Carni bianche.Dopo aver inizialmente trattato le maggiori differenze tra carne e pesce, viene il momento di effettuare una ulteriore distinzione in merito al primo macro-gruppo: qui troviamo infatti una moltitudine di varietà rintracciabili, e quella che analizzeremo in questo approfondimento è proprio la sezione riguardante le carni bianche.

Con il termine carne bianca non si intende il solo pollame.

La definizione deriva infatti dalla concentrazione di mioglobina nel sangue dell'animale ed indica nello specifico tutta la selvaggina di giovane età, raggruppando in questa cerchia anche prodotti derivati da vitello, agnello, capretto, coniglio ed alcune varietà di pesce.

Fatta questa premessa, c'è da considerare che il pollo resta comunque la forma di carne bianca maggiormente povera di grassi ed indicato quindi in un regime alimentare di carattere dietetico.

Prodotti come il cappone possono alla lunga essere controproducenti: il suo consumo è infatti da ridurre a pasti saltuari in quanto (nonostante sia classificato a tutti gli effetti come carne bianca) possiede un quantitativo di grasso superiore alla media e di cui è molto difficile sbarazzarsi, in quanto esso finisce per agglomerarsi con la massa muscolare dell'animale stesso.

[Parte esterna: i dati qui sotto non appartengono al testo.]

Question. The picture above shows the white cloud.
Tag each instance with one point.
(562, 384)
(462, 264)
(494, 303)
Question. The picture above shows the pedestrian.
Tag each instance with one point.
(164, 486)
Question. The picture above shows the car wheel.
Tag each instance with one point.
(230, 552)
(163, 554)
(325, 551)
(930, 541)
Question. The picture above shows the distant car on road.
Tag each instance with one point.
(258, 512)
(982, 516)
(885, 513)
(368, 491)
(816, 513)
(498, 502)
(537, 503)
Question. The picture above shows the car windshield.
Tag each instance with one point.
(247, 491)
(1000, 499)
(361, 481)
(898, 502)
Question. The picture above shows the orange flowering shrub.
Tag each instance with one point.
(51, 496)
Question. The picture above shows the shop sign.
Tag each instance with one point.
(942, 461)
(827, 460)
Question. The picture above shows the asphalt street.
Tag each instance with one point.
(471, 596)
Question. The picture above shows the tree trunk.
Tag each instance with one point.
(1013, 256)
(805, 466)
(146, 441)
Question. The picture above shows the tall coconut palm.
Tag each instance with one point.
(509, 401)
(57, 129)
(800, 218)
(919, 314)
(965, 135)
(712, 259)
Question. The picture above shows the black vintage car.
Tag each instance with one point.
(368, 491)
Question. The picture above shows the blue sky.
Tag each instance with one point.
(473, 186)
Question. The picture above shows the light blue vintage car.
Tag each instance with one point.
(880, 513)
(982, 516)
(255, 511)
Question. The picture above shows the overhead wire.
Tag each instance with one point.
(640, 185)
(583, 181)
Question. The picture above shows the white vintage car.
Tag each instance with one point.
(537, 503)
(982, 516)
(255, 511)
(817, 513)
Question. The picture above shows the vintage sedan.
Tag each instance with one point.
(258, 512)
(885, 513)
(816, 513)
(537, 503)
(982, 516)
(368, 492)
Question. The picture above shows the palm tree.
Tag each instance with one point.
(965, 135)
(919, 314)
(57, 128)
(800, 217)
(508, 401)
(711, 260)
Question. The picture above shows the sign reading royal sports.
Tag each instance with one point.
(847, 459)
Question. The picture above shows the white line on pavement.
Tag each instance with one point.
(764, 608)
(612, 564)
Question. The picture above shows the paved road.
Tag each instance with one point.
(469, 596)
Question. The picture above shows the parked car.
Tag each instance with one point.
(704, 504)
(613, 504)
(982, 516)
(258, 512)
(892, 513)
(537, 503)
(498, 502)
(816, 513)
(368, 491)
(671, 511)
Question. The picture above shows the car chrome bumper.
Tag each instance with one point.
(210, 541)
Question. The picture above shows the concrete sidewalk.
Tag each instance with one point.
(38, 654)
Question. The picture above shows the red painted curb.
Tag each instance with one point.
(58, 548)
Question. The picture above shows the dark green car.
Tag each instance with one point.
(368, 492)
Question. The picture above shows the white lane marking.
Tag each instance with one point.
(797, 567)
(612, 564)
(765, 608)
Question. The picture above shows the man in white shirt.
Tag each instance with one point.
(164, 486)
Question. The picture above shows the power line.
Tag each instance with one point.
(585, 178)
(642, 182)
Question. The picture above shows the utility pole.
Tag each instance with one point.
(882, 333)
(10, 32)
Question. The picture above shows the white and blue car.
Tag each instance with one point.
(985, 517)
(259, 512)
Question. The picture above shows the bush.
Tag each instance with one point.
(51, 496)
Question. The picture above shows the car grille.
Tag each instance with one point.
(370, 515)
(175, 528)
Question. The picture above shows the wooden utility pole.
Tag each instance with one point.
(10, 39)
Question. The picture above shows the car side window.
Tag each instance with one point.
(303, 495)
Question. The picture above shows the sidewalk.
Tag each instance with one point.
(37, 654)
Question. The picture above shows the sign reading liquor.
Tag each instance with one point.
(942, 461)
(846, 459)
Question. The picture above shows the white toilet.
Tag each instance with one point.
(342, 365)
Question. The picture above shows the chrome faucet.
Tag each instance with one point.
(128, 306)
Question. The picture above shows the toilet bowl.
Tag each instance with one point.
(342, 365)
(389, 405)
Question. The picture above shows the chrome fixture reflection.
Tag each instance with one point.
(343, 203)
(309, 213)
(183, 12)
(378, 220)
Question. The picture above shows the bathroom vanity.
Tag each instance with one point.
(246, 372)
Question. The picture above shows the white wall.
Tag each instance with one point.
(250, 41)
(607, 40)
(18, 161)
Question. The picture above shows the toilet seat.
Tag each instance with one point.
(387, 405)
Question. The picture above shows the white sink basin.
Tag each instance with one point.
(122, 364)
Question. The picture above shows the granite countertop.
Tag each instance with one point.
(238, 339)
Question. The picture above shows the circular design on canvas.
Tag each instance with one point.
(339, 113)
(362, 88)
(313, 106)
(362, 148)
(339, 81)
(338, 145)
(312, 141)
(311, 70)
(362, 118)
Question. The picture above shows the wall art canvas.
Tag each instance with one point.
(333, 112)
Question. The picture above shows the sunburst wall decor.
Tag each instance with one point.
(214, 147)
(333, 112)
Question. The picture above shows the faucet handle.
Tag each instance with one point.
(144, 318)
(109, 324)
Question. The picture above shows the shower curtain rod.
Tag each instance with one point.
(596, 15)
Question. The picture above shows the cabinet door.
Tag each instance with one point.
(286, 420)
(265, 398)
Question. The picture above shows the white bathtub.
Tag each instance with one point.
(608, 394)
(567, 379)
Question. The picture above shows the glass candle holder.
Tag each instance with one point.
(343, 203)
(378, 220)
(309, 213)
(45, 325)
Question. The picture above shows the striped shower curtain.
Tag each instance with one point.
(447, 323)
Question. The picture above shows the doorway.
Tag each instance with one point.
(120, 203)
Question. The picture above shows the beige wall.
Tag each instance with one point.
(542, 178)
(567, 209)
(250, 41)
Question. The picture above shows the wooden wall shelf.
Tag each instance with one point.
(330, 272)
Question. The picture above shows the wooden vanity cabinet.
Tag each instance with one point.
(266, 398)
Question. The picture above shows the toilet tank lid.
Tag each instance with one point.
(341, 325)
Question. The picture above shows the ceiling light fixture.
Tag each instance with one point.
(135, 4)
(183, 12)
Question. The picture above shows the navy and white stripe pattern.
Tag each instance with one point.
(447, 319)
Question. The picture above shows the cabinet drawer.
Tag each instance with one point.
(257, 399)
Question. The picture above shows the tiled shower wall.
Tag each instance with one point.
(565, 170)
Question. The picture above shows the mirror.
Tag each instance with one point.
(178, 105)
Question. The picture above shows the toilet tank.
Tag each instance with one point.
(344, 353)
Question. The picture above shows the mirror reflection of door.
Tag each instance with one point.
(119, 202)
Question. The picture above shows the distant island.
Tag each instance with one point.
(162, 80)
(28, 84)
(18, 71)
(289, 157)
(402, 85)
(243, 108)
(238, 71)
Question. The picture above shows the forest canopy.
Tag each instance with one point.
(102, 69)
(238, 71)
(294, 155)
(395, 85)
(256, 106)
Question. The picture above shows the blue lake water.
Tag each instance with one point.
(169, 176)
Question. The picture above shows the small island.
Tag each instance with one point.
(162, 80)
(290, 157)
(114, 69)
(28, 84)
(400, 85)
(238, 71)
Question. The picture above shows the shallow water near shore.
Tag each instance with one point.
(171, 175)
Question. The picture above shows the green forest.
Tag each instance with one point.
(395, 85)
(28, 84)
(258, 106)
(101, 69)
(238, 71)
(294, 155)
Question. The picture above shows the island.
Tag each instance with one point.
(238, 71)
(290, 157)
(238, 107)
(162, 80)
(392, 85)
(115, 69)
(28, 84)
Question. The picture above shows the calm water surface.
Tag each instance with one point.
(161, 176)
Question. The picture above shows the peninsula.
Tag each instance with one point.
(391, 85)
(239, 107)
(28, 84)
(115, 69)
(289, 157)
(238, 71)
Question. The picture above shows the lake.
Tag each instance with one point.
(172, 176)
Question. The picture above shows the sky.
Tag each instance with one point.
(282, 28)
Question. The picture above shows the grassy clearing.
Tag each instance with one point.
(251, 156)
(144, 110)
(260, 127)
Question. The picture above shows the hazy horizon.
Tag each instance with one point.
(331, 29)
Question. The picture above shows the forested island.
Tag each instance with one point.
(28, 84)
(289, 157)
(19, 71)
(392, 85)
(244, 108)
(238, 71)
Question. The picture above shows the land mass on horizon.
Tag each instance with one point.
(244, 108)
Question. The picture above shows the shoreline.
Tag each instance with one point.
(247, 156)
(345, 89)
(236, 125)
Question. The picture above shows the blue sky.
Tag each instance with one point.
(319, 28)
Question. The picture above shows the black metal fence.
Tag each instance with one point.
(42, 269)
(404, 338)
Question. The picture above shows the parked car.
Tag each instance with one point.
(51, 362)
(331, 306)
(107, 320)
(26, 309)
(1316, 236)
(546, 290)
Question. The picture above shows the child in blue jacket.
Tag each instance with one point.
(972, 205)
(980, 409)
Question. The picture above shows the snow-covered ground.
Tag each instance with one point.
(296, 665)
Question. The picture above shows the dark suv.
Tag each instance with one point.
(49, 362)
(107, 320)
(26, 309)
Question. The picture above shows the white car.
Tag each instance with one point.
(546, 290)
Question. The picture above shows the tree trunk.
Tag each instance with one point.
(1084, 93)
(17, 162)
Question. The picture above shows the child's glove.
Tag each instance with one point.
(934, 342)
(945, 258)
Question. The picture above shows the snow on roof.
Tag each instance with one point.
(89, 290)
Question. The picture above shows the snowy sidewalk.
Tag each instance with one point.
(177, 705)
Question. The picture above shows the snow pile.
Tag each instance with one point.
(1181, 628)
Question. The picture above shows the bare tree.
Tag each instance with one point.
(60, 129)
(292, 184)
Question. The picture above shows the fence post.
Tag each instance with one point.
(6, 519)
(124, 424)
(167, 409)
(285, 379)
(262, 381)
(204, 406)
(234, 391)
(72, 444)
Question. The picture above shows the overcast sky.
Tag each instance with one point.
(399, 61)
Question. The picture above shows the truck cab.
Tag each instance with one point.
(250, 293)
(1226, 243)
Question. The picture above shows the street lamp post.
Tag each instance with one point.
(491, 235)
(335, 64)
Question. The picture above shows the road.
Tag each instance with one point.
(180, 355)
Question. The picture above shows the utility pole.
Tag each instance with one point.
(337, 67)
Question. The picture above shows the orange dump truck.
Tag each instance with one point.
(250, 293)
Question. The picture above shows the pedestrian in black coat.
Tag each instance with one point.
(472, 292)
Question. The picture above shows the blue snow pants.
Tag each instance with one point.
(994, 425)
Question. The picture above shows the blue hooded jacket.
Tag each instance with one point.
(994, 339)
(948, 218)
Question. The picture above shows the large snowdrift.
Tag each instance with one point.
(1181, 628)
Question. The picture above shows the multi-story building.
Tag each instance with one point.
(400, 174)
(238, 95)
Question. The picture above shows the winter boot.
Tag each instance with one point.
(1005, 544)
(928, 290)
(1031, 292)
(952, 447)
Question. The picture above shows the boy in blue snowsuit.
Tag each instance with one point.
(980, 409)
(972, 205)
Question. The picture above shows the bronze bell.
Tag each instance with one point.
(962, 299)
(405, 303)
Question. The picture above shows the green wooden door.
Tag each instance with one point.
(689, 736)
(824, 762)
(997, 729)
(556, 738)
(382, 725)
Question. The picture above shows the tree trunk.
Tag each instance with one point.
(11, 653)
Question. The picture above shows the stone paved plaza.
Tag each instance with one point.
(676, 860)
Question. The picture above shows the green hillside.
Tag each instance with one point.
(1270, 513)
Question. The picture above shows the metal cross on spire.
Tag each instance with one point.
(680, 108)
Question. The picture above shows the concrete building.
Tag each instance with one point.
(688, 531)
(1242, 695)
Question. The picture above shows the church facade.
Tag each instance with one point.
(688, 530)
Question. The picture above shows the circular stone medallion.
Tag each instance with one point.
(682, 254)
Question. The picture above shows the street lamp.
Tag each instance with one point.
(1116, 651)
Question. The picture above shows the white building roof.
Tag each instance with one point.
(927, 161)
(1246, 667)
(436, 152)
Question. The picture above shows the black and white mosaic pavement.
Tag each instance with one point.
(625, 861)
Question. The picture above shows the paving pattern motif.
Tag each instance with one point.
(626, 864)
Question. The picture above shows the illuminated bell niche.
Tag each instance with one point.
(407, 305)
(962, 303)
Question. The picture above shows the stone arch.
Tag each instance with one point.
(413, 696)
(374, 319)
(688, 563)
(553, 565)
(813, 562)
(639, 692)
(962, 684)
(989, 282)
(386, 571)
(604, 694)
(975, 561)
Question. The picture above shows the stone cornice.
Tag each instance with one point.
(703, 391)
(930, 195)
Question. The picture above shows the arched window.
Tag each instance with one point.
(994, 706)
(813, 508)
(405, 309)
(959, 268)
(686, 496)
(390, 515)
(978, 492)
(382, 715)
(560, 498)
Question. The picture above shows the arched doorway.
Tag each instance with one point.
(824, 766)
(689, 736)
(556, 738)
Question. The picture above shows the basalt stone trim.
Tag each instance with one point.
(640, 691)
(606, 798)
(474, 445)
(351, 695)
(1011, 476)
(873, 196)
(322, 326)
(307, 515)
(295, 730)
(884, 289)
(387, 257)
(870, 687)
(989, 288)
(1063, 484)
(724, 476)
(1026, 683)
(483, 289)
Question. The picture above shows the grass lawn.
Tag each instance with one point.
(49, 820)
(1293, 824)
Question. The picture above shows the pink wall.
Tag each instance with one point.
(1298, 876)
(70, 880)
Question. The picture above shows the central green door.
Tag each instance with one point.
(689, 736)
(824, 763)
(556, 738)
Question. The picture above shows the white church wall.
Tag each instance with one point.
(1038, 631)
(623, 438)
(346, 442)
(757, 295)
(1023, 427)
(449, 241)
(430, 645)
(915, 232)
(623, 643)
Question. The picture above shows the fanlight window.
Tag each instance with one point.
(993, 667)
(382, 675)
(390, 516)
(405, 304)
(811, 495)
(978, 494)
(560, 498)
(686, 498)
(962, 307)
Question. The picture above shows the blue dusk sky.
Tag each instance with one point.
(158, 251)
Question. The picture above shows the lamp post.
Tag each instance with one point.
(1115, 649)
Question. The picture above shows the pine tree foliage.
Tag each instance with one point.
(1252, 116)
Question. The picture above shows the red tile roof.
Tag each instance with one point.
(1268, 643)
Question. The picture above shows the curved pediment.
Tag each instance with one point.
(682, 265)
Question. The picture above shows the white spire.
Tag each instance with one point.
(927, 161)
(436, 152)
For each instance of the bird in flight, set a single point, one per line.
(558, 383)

Per chi soffre di problemi legati ad un processo digestivo complicato ma non vuole comunque rinunciare ad includere la carne nella propria alimentazione, la varietà bianca è probabilmente la più indicata: povera di lipide, è invece ricca di aminoacidi grassi essenziali.

Non solo: tali componenti risultano essere un toccasana per la digestione e non richiedono ingenti sforzi.

Uno dei pregi più recogniti e sconosciuti delle carni bianche è la capacità di rinnovare i tessuti muscolari: essa contribuisce infatti alla nascita di anticorpi ed enzimi favorendo di conseguenza anche il processo di dimagrimento, oltre che il lavoro svolto dai succhi gastrici.